As tech layoffs persist without restraint, the chipmaker giant, Intel, confirms its intention to reduce its workforce as a means of cutting expenses and navigating a tough macroeconomic climate. The company didn’t reveal the number of job cuts, however, many roles are expected to get affected by the decision.
This comes after Intel had revealed in October 2022, its goal of cutting expenses by $3 billion in the current year.
As reported by a USA daily, the company is planning to give a boost to its overall company strategy, while coping with the unexpected market and economic conditions.

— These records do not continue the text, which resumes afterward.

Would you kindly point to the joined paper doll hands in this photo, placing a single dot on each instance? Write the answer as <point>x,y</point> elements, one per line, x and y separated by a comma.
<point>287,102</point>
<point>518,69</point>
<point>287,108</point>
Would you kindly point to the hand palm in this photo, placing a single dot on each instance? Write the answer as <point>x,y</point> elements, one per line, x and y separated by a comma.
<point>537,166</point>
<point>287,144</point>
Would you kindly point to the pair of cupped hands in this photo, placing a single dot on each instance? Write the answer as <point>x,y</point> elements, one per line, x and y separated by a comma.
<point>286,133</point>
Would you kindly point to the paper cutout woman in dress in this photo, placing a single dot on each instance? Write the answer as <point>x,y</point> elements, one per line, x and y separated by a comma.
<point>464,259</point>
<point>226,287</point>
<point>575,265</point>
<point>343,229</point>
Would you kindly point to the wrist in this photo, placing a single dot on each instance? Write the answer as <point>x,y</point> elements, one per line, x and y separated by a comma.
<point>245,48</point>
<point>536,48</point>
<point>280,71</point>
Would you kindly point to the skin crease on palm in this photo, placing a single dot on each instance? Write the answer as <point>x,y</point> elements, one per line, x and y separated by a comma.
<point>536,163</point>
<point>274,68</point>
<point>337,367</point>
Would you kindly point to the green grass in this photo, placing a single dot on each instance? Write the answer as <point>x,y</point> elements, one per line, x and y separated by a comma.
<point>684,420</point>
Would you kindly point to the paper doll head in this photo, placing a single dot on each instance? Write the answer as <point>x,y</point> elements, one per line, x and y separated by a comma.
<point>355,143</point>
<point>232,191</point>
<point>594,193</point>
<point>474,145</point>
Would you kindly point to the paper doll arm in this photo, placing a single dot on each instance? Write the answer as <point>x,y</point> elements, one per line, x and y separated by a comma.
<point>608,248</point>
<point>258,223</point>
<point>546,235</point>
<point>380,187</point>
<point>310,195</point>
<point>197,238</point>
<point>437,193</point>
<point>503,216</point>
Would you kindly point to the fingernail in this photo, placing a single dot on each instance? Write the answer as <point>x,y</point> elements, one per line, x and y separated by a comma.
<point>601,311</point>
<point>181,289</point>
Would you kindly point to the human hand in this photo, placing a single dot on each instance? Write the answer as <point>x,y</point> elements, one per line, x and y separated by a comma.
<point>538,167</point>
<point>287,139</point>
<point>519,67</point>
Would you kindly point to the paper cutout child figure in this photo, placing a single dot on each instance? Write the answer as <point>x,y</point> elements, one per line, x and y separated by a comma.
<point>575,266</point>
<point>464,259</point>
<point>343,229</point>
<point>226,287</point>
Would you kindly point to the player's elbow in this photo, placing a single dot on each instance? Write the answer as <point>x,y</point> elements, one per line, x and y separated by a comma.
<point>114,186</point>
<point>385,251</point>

One spokesperson from the firm stated that the company is currently focused towards reducing the overall cost to gain maximum efficiency through its upcoming initiatives. Additionally, it is also said that Intel has decided to consider some restructuring across its business and function-specific workforce to support its future plans.
Although the company hasn’t revealed any official data on the layoffs, some of the reports suggest that the semiconductor major may consider 20 per cent workforce reduction, especially in its client computing and data centre divisions.

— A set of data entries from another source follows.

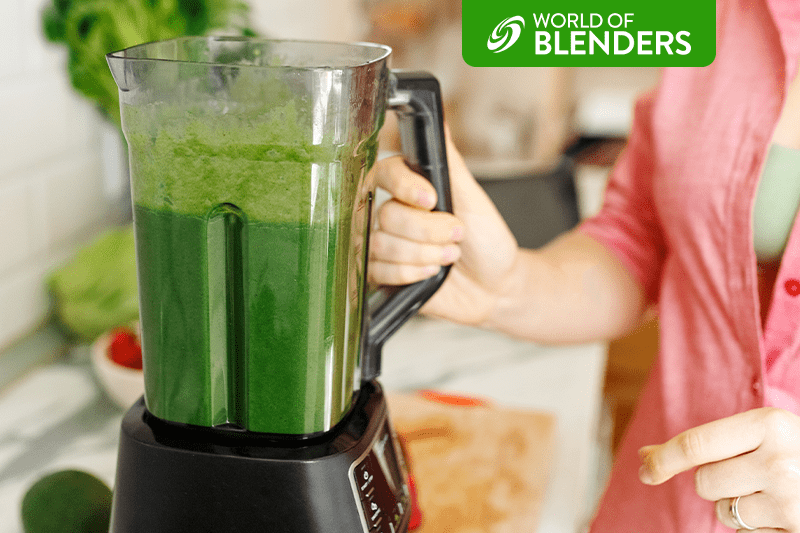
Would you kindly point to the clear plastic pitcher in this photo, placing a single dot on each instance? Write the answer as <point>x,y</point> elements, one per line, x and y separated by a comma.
<point>252,201</point>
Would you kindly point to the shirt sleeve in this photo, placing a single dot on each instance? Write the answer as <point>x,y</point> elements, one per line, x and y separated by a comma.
<point>627,222</point>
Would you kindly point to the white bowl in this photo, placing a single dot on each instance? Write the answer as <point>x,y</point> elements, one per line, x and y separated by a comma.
<point>124,385</point>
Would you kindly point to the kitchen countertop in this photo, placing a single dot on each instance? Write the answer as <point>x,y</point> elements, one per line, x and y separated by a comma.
<point>56,417</point>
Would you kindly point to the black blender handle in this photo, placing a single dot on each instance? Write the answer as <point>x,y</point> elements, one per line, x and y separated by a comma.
<point>416,99</point>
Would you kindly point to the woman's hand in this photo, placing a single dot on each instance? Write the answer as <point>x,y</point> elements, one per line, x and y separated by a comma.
<point>412,243</point>
<point>753,456</point>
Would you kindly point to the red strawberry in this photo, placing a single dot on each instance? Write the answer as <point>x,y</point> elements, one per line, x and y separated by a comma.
<point>125,349</point>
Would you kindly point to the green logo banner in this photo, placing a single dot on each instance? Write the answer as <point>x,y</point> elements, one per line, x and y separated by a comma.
<point>588,33</point>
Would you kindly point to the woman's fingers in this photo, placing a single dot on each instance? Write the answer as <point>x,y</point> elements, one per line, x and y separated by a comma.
<point>419,225</point>
<point>390,248</point>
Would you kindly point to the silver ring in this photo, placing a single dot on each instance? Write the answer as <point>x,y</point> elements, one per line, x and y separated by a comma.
<point>737,519</point>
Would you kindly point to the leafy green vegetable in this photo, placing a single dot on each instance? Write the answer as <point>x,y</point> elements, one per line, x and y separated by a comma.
<point>67,501</point>
<point>92,28</point>
<point>97,290</point>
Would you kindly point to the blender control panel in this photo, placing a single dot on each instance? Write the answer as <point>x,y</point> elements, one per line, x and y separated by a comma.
<point>379,483</point>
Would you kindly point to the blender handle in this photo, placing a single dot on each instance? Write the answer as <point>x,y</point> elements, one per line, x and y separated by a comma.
<point>416,99</point>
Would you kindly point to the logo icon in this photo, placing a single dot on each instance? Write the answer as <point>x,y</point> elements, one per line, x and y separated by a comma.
<point>505,34</point>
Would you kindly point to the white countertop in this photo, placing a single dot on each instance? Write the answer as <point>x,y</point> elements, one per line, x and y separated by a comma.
<point>56,417</point>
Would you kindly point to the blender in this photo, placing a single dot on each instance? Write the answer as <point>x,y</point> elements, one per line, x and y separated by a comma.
<point>261,342</point>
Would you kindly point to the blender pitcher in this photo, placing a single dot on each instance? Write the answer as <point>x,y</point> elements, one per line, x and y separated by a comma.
<point>252,201</point>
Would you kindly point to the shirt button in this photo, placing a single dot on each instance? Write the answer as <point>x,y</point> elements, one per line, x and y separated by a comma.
<point>792,287</point>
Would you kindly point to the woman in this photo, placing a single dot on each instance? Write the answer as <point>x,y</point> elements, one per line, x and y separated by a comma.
<point>715,442</point>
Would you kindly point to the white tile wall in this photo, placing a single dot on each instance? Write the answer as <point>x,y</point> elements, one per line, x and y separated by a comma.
<point>52,192</point>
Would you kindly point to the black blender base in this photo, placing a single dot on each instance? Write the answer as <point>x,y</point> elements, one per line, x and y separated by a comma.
<point>175,478</point>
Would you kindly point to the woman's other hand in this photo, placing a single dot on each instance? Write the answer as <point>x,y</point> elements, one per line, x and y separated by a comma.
<point>751,459</point>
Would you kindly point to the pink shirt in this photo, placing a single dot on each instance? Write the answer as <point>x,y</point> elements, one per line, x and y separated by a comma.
<point>678,213</point>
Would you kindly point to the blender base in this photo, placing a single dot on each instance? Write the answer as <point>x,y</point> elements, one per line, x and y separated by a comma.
<point>174,477</point>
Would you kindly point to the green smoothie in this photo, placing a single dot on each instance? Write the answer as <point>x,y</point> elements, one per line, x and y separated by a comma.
<point>251,268</point>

Furthermore, Dylan Patel, who works as a chief analyst at market research firm SemiAnalysis, took to Twitter to express his disappointment at the latest development. Patel tweeted that significant layoffs were in store for Intel, with the Data Center and Client Computing groups receiving 10 per cent budget cuts. As a result of fixed costs, divisions may have to make cuts that could result in up to 20 percent layoffs in certain groups.